In a sprint finish for the line Italy's Elia Viviani crossed third after 4hr 28min 43sec in the saddle.
"We tried to do the sprint preparation pretty early today (Sunday)," said Kittel, who collapsed to the road just beyond the finish, exhausted after an effort he described as "more like an attack than a sprint".
Approaching the final kilometre there were two 90 degree bends and Kittel disappeared from the front.
"I lost the wheel of (team-mate) Tom Veelers because riders were coming from left and right and I was sandwiched," he said.
"Afterwards the bunch was in one long line and I was back in 10th or 12th but I thought, I can't give up. I was on the wheel of (Nacer) Bouhanni who thought the same."
Just when Swift seemed poised to raise his arms in victory, the huge figure of Kittel appeared on his shoulder and passed him in the final metres.
Michael Matthews, the young Australian with the Orica-GreenEdge team, survived a spill to keep hold of the pink jersey, of overall race leader, which he will be wearing when the event resumes in Italy on Tuesday.

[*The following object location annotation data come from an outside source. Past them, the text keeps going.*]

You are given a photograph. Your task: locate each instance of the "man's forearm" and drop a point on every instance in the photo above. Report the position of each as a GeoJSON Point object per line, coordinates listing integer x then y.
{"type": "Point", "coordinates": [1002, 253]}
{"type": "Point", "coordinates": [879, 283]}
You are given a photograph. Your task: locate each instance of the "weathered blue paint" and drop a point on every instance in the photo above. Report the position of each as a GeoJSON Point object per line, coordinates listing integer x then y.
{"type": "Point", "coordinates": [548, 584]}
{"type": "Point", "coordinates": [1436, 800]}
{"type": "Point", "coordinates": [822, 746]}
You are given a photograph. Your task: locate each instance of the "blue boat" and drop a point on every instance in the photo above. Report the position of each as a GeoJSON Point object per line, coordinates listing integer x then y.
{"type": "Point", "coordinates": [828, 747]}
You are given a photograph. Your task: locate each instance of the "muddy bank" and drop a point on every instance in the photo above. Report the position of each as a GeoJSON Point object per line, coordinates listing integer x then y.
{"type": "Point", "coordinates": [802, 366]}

- 'Fastest man in the world' -
Matthews said he believes that Kittel is now the world's best sprinter, ahead of countryman Andre Greipel and Britain's Mark Cavendish, both of whom are missing the Giro.
"On a flat sprint he's pretty incredible," said Matthews.

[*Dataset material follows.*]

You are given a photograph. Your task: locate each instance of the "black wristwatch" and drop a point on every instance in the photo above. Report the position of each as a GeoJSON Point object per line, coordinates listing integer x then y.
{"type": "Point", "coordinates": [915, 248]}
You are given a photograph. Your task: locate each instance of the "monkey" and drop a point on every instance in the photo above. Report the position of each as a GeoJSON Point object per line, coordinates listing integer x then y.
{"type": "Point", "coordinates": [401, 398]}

"With the lead-out he has, and the amount of power he has, he's pretty unbeatable. I guess he's shown he's the fastest man in the world."

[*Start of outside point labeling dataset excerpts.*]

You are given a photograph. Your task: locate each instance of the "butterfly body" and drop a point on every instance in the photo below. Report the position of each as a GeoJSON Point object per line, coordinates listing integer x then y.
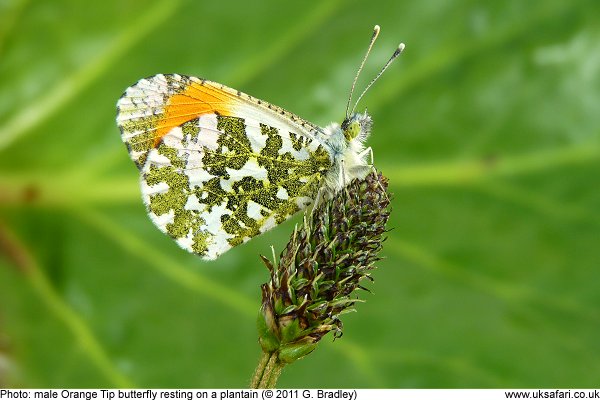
{"type": "Point", "coordinates": [219, 167]}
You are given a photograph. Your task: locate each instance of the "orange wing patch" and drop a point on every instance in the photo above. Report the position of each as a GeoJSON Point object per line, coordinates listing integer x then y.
{"type": "Point", "coordinates": [152, 107]}
{"type": "Point", "coordinates": [195, 100]}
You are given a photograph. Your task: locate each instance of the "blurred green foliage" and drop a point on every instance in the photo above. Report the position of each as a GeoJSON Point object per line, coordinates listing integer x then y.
{"type": "Point", "coordinates": [488, 127]}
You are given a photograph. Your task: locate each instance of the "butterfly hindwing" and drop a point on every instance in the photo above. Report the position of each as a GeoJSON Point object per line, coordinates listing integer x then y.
{"type": "Point", "coordinates": [217, 169]}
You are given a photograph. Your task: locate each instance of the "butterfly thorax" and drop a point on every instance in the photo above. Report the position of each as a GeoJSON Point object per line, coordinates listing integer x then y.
{"type": "Point", "coordinates": [346, 143]}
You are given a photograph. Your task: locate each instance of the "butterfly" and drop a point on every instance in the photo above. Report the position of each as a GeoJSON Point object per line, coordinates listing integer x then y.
{"type": "Point", "coordinates": [219, 166]}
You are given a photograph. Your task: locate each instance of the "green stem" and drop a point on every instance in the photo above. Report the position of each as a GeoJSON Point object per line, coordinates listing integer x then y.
{"type": "Point", "coordinates": [267, 371]}
{"type": "Point", "coordinates": [274, 373]}
{"type": "Point", "coordinates": [260, 369]}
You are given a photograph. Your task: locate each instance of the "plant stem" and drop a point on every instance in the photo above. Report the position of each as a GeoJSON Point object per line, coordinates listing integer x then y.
{"type": "Point", "coordinates": [260, 369]}
{"type": "Point", "coordinates": [267, 371]}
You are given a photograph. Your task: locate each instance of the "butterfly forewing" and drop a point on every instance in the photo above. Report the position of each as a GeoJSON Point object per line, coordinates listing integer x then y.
{"type": "Point", "coordinates": [218, 167]}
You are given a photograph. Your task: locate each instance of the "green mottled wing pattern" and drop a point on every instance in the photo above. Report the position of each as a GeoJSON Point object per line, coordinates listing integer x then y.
{"type": "Point", "coordinates": [217, 181]}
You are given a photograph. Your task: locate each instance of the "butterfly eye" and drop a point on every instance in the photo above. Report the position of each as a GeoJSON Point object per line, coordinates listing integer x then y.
{"type": "Point", "coordinates": [352, 130]}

It was another stage run under grey clouds and frequently heavy rain, which saw the riders wrapped up and involved in several crashes.
Most were minor, but there was a big pile-up with 60km remaining, with the Astana team coming off worst. Five of the Kazakhstan squad went down, including their leader, Michele Scarponi, but they were all quickly back up.
More serious was another crash as the peloton negotiated a tight roundabout with 35km to go and the five-man break holding on to a minute-and-a-half lead.
Cameron Meyer of Australia, a key member of Orica's winning team in Friday's team time-trial, looked dazed but he too was able to finish the stage.
This third stage concluded the Giro's three-day stay in Ireland with Riccardo Taranto, chief executive of race organisers RCS, paying tribute to the crowds and their enthusiastic support of the Italian tour.
The Irish start was first mooted in 2009 and since then the race has started in Amsterdam and Copenhagen and it is strongly rumoured that it will start in Dubai in 2016.